Mitgliedschaftsmodelle: 358 Vereine haben an Studie teilgenommen

In den Vereinen wird gegrübelt, Professor Dr. Jens Flatau hat alle für eine umfangreiche Studie zu genau diesem Thema befragt. „Menschen haben heute andere Bedürfnisse. Sie wollen wie eh und je Sport treiben. Aber sie wollen den Sport in flexible Lebensformen einpassen, und da passt die klassische Vereinsmitgliedschaft nicht mehr so hinein. Große Vereine haben das schon lange erkannt“, sagt der Professor für Sportökonomie und Sportsoziologie am Institut für Sportwissenschaft der Christian-Albrechts-Universität zu Kiel. 358 der insgesamt 2574 Vereine zwischen Nord- und Ostsee haben sich an der am Freitag vorgestellten Studie beteiligt, repräsentieren damit 22 Prozent, also rund 170.000 der insgesamt etwa 775.000 Mitglieder in den im LSV organisierten Klubs.

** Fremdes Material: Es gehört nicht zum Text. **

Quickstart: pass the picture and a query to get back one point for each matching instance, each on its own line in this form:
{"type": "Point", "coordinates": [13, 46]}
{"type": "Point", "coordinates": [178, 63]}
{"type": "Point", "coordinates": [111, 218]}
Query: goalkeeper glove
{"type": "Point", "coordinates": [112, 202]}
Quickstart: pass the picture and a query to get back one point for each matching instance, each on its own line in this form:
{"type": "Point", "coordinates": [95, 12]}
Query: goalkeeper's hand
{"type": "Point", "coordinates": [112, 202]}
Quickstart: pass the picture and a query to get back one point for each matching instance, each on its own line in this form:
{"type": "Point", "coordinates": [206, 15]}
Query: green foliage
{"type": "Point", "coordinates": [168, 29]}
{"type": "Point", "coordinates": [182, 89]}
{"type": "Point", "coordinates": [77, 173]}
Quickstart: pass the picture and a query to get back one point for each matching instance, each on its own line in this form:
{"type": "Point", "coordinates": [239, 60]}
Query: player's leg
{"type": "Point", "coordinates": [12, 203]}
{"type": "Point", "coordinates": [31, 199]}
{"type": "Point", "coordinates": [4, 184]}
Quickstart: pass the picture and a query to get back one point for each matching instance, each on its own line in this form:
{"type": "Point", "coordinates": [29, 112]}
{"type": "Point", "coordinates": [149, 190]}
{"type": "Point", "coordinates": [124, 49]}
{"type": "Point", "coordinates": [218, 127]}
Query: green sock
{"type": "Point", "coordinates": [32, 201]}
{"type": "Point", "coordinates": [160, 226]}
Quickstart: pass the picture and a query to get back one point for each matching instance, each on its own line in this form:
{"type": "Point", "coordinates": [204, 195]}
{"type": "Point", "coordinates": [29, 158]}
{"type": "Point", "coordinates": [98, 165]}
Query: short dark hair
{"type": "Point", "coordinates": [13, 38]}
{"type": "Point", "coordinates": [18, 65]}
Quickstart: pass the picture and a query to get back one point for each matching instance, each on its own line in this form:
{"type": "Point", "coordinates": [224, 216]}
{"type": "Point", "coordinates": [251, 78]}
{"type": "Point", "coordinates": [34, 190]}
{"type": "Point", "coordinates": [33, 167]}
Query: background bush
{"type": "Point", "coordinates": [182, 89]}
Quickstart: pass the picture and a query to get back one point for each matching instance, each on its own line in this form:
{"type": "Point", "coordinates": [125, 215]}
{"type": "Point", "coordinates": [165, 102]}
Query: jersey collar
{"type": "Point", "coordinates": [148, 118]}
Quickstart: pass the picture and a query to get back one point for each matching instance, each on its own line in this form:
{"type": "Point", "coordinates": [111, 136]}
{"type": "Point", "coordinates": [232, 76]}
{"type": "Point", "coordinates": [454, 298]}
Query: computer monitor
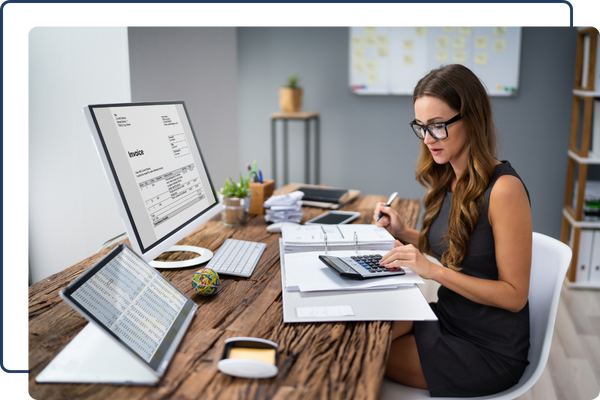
{"type": "Point", "coordinates": [155, 167]}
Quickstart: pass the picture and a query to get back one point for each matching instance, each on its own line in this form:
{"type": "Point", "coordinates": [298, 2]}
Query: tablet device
{"type": "Point", "coordinates": [335, 217]}
{"type": "Point", "coordinates": [135, 305]}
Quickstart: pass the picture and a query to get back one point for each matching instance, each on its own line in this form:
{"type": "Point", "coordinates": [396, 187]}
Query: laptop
{"type": "Point", "coordinates": [137, 318]}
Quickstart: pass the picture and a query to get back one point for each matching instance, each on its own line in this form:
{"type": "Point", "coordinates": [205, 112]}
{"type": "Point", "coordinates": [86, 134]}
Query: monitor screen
{"type": "Point", "coordinates": [154, 164]}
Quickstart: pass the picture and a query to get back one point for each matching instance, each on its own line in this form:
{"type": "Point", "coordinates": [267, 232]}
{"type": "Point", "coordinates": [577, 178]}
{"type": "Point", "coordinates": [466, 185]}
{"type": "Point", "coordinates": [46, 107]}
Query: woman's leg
{"type": "Point", "coordinates": [403, 364]}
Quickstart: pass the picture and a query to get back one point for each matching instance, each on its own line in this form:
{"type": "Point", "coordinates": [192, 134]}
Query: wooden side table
{"type": "Point", "coordinates": [285, 117]}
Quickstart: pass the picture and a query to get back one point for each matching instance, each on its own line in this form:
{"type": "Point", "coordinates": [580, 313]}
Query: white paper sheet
{"type": "Point", "coordinates": [306, 273]}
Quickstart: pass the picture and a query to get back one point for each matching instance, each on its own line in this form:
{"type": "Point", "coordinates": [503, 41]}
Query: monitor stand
{"type": "Point", "coordinates": [95, 357]}
{"type": "Point", "coordinates": [203, 256]}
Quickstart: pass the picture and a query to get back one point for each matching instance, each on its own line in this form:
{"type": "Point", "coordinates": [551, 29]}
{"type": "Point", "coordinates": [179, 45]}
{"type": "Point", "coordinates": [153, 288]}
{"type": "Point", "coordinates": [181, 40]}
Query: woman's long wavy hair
{"type": "Point", "coordinates": [460, 89]}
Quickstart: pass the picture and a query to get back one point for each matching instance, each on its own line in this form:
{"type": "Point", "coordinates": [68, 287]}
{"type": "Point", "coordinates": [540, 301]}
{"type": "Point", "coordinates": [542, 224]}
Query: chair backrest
{"type": "Point", "coordinates": [550, 262]}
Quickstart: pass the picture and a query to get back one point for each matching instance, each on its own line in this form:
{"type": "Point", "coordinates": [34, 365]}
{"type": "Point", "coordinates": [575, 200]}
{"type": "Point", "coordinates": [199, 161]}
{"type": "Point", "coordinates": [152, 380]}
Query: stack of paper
{"type": "Point", "coordinates": [306, 273]}
{"type": "Point", "coordinates": [284, 208]}
{"type": "Point", "coordinates": [336, 237]}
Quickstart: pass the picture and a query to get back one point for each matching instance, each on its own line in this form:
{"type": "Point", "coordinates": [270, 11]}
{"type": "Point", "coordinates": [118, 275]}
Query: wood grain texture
{"type": "Point", "coordinates": [316, 360]}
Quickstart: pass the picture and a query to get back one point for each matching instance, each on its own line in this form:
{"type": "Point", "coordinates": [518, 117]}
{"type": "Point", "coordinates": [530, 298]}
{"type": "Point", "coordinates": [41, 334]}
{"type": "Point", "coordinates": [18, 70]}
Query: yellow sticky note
{"type": "Point", "coordinates": [499, 45]}
{"type": "Point", "coordinates": [481, 58]}
{"type": "Point", "coordinates": [359, 53]}
{"type": "Point", "coordinates": [264, 355]}
{"type": "Point", "coordinates": [448, 27]}
{"type": "Point", "coordinates": [460, 57]}
{"type": "Point", "coordinates": [500, 29]}
{"type": "Point", "coordinates": [481, 42]}
{"type": "Point", "coordinates": [465, 29]}
{"type": "Point", "coordinates": [459, 42]}
{"type": "Point", "coordinates": [441, 55]}
{"type": "Point", "coordinates": [443, 41]}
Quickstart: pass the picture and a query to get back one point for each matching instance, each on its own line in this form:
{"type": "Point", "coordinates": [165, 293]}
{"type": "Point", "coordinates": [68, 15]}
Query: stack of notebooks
{"type": "Point", "coordinates": [301, 246]}
{"type": "Point", "coordinates": [325, 197]}
{"type": "Point", "coordinates": [284, 208]}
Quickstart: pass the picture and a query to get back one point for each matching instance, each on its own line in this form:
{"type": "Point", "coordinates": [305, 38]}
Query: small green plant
{"type": "Point", "coordinates": [292, 81]}
{"type": "Point", "coordinates": [239, 190]}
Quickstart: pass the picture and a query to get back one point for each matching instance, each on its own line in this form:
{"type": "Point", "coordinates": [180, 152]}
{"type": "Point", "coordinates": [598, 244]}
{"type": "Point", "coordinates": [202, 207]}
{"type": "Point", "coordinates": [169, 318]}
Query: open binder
{"type": "Point", "coordinates": [336, 237]}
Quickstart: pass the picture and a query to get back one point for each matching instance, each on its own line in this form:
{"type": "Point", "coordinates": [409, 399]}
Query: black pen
{"type": "Point", "coordinates": [392, 197]}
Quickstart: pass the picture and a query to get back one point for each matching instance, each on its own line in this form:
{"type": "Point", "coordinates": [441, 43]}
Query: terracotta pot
{"type": "Point", "coordinates": [290, 100]}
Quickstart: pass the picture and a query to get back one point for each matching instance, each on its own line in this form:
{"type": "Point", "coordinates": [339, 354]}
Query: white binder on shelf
{"type": "Point", "coordinates": [586, 239]}
{"type": "Point", "coordinates": [594, 265]}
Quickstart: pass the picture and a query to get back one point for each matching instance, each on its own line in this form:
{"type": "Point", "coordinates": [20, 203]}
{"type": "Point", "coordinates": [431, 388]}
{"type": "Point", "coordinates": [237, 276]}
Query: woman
{"type": "Point", "coordinates": [477, 223]}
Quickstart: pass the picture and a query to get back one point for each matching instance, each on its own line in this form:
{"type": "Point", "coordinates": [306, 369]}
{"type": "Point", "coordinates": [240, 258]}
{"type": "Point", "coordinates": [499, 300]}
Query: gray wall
{"type": "Point", "coordinates": [196, 63]}
{"type": "Point", "coordinates": [366, 141]}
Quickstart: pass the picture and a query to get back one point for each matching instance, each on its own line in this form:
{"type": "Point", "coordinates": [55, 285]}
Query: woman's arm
{"type": "Point", "coordinates": [510, 217]}
{"type": "Point", "coordinates": [394, 224]}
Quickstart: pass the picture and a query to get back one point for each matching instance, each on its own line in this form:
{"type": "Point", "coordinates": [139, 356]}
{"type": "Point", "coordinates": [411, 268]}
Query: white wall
{"type": "Point", "coordinates": [196, 63]}
{"type": "Point", "coordinates": [70, 209]}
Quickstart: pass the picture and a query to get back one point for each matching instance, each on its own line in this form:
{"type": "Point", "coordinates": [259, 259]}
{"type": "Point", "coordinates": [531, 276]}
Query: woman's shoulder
{"type": "Point", "coordinates": [506, 183]}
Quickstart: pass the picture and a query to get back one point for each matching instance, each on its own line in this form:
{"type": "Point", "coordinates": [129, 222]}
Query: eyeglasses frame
{"type": "Point", "coordinates": [457, 117]}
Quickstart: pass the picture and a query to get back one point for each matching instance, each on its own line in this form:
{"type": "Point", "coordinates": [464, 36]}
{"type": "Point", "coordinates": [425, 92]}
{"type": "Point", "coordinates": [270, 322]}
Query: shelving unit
{"type": "Point", "coordinates": [584, 94]}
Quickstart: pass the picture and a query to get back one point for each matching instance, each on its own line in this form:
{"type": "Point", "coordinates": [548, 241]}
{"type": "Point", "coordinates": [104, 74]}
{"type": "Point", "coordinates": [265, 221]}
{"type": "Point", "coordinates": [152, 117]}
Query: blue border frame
{"type": "Point", "coordinates": [21, 371]}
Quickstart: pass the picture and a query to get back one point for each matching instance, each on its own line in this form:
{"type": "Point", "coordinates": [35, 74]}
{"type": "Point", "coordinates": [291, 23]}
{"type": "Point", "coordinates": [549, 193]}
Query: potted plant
{"type": "Point", "coordinates": [290, 96]}
{"type": "Point", "coordinates": [235, 198]}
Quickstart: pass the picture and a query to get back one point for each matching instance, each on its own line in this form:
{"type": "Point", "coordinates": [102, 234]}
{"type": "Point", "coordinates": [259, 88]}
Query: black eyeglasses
{"type": "Point", "coordinates": [437, 130]}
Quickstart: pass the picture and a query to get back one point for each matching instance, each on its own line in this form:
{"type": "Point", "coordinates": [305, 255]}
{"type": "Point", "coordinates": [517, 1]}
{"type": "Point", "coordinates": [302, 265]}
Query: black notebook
{"type": "Point", "coordinates": [324, 194]}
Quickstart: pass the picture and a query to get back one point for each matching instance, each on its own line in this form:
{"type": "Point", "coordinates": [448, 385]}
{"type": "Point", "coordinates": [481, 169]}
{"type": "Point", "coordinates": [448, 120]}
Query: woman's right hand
{"type": "Point", "coordinates": [390, 220]}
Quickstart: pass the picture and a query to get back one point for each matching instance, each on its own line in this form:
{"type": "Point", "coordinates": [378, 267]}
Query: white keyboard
{"type": "Point", "coordinates": [237, 257]}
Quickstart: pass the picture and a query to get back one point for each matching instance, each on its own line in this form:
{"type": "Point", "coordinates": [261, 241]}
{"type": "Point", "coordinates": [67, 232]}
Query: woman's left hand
{"type": "Point", "coordinates": [409, 256]}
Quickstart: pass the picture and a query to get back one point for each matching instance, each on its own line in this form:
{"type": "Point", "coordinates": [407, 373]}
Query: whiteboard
{"type": "Point", "coordinates": [389, 59]}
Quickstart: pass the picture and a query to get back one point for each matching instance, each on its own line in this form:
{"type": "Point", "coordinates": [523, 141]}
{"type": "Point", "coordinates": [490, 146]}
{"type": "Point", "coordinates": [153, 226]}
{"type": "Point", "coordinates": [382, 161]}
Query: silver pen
{"type": "Point", "coordinates": [392, 197]}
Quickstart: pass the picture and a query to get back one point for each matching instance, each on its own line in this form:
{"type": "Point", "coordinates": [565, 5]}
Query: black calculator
{"type": "Point", "coordinates": [360, 267]}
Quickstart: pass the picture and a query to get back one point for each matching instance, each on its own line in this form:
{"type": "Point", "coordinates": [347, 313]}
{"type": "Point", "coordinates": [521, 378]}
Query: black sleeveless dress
{"type": "Point", "coordinates": [473, 349]}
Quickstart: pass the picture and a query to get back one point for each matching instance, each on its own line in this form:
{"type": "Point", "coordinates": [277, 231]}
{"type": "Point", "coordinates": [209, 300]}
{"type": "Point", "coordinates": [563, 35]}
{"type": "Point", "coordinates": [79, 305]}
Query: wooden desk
{"type": "Point", "coordinates": [342, 360]}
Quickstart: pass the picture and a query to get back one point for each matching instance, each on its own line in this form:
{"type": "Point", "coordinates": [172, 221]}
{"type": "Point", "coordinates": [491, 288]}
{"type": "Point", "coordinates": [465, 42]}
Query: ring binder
{"type": "Point", "coordinates": [330, 238]}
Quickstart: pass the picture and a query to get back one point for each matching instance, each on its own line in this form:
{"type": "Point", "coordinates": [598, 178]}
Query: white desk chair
{"type": "Point", "coordinates": [549, 264]}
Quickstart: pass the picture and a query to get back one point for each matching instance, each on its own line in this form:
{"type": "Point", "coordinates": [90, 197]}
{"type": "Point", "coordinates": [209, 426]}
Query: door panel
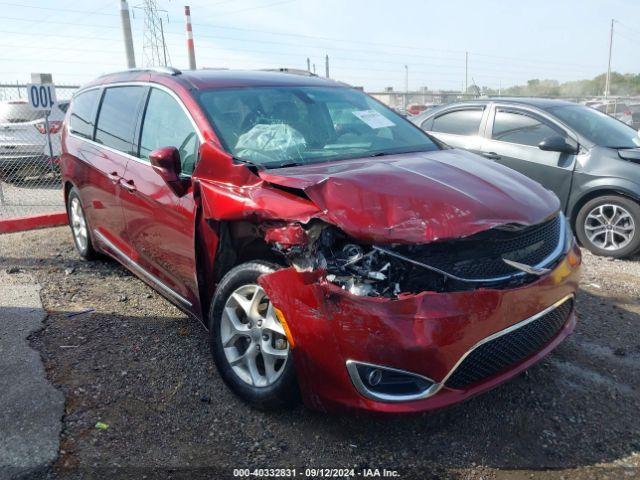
{"type": "Point", "coordinates": [111, 152]}
{"type": "Point", "coordinates": [513, 142]}
{"type": "Point", "coordinates": [161, 225]}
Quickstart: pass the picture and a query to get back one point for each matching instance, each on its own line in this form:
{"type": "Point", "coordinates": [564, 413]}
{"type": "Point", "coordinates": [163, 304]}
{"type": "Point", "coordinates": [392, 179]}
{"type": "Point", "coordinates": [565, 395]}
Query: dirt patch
{"type": "Point", "coordinates": [142, 368]}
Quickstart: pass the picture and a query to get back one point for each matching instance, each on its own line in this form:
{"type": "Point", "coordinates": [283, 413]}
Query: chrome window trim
{"type": "Point", "coordinates": [133, 265]}
{"type": "Point", "coordinates": [135, 84]}
{"type": "Point", "coordinates": [436, 387]}
{"type": "Point", "coordinates": [555, 254]}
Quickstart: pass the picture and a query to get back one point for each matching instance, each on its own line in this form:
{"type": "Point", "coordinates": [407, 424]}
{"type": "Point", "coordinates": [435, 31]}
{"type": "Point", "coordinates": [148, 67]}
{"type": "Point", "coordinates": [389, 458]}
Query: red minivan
{"type": "Point", "coordinates": [334, 251]}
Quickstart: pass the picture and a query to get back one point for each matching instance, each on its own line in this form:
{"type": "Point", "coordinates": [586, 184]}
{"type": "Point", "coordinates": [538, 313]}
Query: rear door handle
{"type": "Point", "coordinates": [491, 155]}
{"type": "Point", "coordinates": [128, 185]}
{"type": "Point", "coordinates": [114, 177]}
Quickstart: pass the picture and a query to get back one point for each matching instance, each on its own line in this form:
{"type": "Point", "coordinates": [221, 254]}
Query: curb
{"type": "Point", "coordinates": [33, 222]}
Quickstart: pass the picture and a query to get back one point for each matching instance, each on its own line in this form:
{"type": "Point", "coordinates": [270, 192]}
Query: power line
{"type": "Point", "coordinates": [314, 37]}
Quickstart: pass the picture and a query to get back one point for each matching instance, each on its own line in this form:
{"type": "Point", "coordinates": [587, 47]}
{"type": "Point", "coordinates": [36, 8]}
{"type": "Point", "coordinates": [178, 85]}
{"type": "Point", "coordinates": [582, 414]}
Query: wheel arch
{"type": "Point", "coordinates": [599, 192]}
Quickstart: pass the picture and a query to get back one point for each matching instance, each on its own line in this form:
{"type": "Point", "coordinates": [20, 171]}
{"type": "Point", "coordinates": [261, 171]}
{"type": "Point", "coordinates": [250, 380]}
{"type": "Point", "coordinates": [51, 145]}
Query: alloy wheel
{"type": "Point", "coordinates": [609, 227]}
{"type": "Point", "coordinates": [78, 224]}
{"type": "Point", "coordinates": [253, 339]}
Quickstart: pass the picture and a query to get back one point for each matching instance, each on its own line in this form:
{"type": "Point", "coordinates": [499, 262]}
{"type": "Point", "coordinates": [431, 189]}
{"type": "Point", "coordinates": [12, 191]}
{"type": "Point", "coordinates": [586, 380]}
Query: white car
{"type": "Point", "coordinates": [24, 150]}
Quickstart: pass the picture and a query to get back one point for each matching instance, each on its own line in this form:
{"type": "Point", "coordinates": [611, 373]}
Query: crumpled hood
{"type": "Point", "coordinates": [419, 197]}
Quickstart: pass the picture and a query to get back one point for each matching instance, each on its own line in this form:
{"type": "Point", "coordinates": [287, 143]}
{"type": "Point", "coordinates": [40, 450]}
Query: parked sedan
{"type": "Point", "coordinates": [331, 248]}
{"type": "Point", "coordinates": [590, 160]}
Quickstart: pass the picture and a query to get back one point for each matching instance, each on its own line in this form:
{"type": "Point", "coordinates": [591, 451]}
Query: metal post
{"type": "Point", "coordinates": [406, 86]}
{"type": "Point", "coordinates": [466, 72]}
{"type": "Point", "coordinates": [190, 45]}
{"type": "Point", "coordinates": [126, 33]}
{"type": "Point", "coordinates": [164, 44]}
{"type": "Point", "coordinates": [607, 84]}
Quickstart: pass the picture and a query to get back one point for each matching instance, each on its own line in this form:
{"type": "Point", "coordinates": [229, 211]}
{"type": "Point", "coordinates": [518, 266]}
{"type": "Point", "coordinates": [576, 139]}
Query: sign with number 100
{"type": "Point", "coordinates": [41, 96]}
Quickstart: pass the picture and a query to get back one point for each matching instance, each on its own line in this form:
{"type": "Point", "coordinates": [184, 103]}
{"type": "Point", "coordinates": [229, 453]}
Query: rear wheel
{"type": "Point", "coordinates": [248, 342]}
{"type": "Point", "coordinates": [79, 226]}
{"type": "Point", "coordinates": [610, 226]}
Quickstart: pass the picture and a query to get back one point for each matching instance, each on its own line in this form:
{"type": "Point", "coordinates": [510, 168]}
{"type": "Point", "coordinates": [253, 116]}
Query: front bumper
{"type": "Point", "coordinates": [427, 334]}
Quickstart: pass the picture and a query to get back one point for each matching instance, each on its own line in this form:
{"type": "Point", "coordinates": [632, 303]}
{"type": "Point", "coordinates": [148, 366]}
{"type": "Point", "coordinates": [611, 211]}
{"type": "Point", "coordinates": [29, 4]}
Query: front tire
{"type": "Point", "coordinates": [248, 342]}
{"type": "Point", "coordinates": [79, 226]}
{"type": "Point", "coordinates": [609, 226]}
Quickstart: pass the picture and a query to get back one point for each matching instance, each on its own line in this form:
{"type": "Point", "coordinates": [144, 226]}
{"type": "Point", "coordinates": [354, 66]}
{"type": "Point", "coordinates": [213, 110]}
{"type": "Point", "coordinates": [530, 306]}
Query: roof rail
{"type": "Point", "coordinates": [293, 71]}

Knapp 20.000 Schüler und Kita-Kinder nehmen ohne Mitgliedschaft an Angeboten von Sportvereinen teil

Seine Zahlen bilden eine Grundlage für den zweitägigen Dialog der Teilnehmer im Ostsee Resort Damp. Die wichtigsten Zahlen: Dem jährlichen Mitgliederschwund in Höhe von mindestens einem Prozent und rund 100.000 Austritten stehen 40.000 Kurzzeit- (besonders beliebt bei Senioren) und Kursmitgliedschaften (beliebt bei Erwachsenen zwischen 27 und 40 Jahren) gegenüber. Und: Knapp 20.000 Schüler und Kita-Kinder nehmen ohne Mitgliedschaft an Angeboten von Sportvereinen teil. „Wir bewegen mehr Menschen, als wir Mitglieder haben. Da geht es um Senioren, um Kitas. Das ist eine viel breitere Basis, als wir sie vorher hatten. Da haben die Vereine eine große gesellschaftliche Verantwortung“, sagt Thomas Niggemann (LSV-Geschäftsführer Vereins-/Verbandsentwicklung).

Insgesamt kommt Flatau auf eine beeindruckende Zahl von 951.000 Menschen, die der Sport im Land bewegt – wesentlich mehr also als nur die 775.000 Vereinsmitglieder. Ein Pfund, mit dem der LSV gegenüber der Politik wuchern kann. Denn jede Schul-AG, jeder Kita-Bewegungsparcours von Vereins-Übungsleitern oder FSJlern will bezahlt sein, sorgt aber längst nicht immer für Mitgliederzuwachs. Die Finanzierungsfrage konnte in Damp noch nicht beantwortet werden.

LSV-Präsident hofft auf Impulse

Dennoch hofft LSV-Präsident Hans-Jakob Tiessen auf „viele Impulse, mit denen wir uns in den Ausschüssen beschäftigen können“. Hochschuldozent Ernst Holzmann richtete den Blick besonders auf die 27- bis 40-Jährigen im „mittleren Alter, wo Beruf, Ehe, Hausbau eine Rolle spielen“. „Viele wollen den Verein als Sportdienstleister, bekommen die Gemeinschaft woanders. Sie segmentieren ihr Leben mehr und mehr.“ Vereine müssen, sagt Holzmann, „spezifische Angebote bieten, die Fitness-Center nicht bieten“, müssen gezielt auch das familiäre Umfeld von Kindern einbinden. „Darum sind attraktive Sportanlagen, sanitäre Anlagen wichtig. Warum gibt es eigentlich so selten einen Spielplatz neben dem Fußballplatz?“

Beim TSV Klausdorf werde man das Kursangebot weiter für Nichtmitglieder öffnen. Beim Kieler TB sind Kurzzeitmitgliedschaften für Spinning-Kurse oder andere bei 20- bis 40-Jährigen beliebte Angebote geplant. Es scheint: Große und besonders hauptamtlich geführte Vereine sind im Vorteil, die Frage der Finanzierung schwebt über allem. Der „LSV-Sportdialog“ als starkes Instrument ist an diesem Wochenende ausgebucht.

Zwei Tage lang geht es in Damp um die Zukunftsentwicklung der Vereine. 230 Teilnehmer aus Vereinen, Fachverbänden und allen Kreissportverbänden suchen beim vierten „Schleswig-Holsteinischen Sportdialog“ des Landessportverbandes (LSV) nach Antworten.